Continued front page    (72) Inventor Takashi Kamikubo             21 Yamanouchi Pharmaceutical Co., Ltd. Miyukigaoka, Tsukuba City, Ibaraki Prefecture             Inside the company (72) Inventor Hideki Karai             21 Yamanouchi Pharmaceutical Co., Ltd. Miyukigaoka, Tsukuba City, Ibaraki Prefecture             Inside the company (72) Inventor Makoto Oku             21 Yamanouchi Pharmaceutical Co., Ltd. Miyukigaoka, Tsukuba City, Ibaraki Prefecture             Inside the company (72) Inventor Toshihiro Watanabe             21 Yamanouchi Pharmaceutical Co., Ltd. Miyukigaoka, Tsukuba City, Ibaraki Prefecture             Inside the company F-term (reference) 4C048 TT01 TT03 TT04 UU03 XX02                       XX04

Claims (5)

[Claims] 1. The following general formula (II): (In the formulae, R ¹ is H, or optionally substituted aryl is 1
To 3 to 3 lower alkyl which may be substituted. )

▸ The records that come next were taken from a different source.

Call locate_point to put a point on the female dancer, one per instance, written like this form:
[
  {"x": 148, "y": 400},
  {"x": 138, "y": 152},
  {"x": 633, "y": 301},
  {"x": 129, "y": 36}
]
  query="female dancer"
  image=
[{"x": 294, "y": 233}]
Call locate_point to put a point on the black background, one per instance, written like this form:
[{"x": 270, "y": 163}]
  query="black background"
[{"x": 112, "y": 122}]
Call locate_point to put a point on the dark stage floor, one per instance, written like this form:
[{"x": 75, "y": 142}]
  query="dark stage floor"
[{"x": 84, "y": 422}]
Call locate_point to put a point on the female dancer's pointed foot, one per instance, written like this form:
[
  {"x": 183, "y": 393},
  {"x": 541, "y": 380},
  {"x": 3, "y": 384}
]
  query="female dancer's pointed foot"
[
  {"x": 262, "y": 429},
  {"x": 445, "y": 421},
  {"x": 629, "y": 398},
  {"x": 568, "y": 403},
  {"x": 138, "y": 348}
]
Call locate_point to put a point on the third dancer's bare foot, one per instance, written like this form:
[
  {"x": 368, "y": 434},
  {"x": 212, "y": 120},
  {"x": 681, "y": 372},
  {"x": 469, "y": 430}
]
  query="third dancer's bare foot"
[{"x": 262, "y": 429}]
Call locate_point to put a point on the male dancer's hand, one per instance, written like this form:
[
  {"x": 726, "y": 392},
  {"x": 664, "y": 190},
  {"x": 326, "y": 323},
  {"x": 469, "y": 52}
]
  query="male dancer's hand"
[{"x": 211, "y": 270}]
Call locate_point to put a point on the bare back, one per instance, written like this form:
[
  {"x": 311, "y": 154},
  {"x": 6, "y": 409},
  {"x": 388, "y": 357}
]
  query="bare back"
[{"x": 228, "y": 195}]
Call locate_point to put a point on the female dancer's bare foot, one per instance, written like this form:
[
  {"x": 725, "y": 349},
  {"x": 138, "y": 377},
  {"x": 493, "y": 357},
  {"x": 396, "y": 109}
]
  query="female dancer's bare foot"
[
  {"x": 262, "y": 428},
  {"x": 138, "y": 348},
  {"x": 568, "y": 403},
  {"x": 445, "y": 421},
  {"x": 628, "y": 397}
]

A 3-hydroxy or substituted alkoxyiminooxetane compound represented by or a salt thereof is subjected to catalytic reduction under water-containing conditions. A method for producing 3-aminooxetane or a salt thereof represented by: 2. The following general formula (III): (In the formula, R ² and R ³ are the same or different and mean lower alkyl.) The 3,3-dialkoxy oxetane compound represented by the formula ( ³ ) is deacetalized, and then an O-substituted hydroxyamine or a salt thereof (IV ) Is converted to an oxime by the following general formula (IIa) (Wherein R ^1a means lower alkyl which may be substituted with 1 to 3 optionally substituted aryl), and a 3-substituted alkoxyiminooxetane compound or a salt thereof is prepared, and then water-containing conditions are used. Formula (I) characterized by catalytic reduction under A method for producing 3-aminooxetane or a salt thereof represented by: 3. A compound represented by the general formula (V): (In the formula, R ⁴ represents an acyl group and X represents halogen.) 1-acyloxy-3-haloacetone or a salt thereof is acetalized with a trialkyl orthoformate (VI), and then hydrolyzed. Subsequent cyclization provides the compound represented by the general formula (III) according to claim 2,
A method for producing 3-aminooxetane (I) or a salt thereof, which comprises producing a 3-dialkoxyoxetane compound and then subjecting it to the method according to claim 2. 4. The following general formula (IIa): (In the formula, R ^1a represents lower alkyl which may be substituted with 1 to 3 optionally substituted aryl.) 3
-Substituted alkoxyiminooxetane compounds or salts thereof. 5. The following general formula (III): (In the formula, R ² and R ³ are the same or different and mean lower alkyl.) 3,3-dialkoxy oxetane compound.